Sozialistische Planwirtschaftler hätten sich die Zuckermarktordnung nicht besser ausdenken können. Denn die europäische Zuckerlandschaft ist eine Welt ohne Risiken und mit garantierten Gewinnen. Sowohl die Preise als auch die Abnahmemengen sind für Zuckeranbauer und -verwerter festgelegt. So steht für sie faktisch schon am Anfang des Jahres fest, was sie in den nächsten zwölf Monaten verdienen werden.

In einem komplizierten Quotensystem wird die Zuckerproduktion der Europäischen Union zunächst in drei Kategorien unterteilt. Für 11,894 Millionen Tonnen Zucker der A-Quote gibt es eine volle Absatzgarantie sowie eine beschränkte Preisgarantie.
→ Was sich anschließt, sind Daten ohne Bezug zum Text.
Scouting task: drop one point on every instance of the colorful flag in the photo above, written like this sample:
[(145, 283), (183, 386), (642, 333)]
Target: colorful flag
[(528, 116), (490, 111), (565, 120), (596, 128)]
Sie deckt in etwa den Verbrauch in der EU.

Die B-Quote von 2,588 Millionen Tonnen gilt als Reserve, wird aber fast vollständig exportiert. Auch dieser Zucker wird garantiert abgesetzt, allerdings zu einem niedrigeren Preis. Für C-Zucker hingegen gibt es keine Garantien. Er darf nur außerhalb der Union gehandelt werden.

Besonders ärgerlich für Nichteuropäer: Damit die europäischen Zuckerexporte auf dem Weltmarkt Abnehmer finden, werden sie von der EU subventioniert.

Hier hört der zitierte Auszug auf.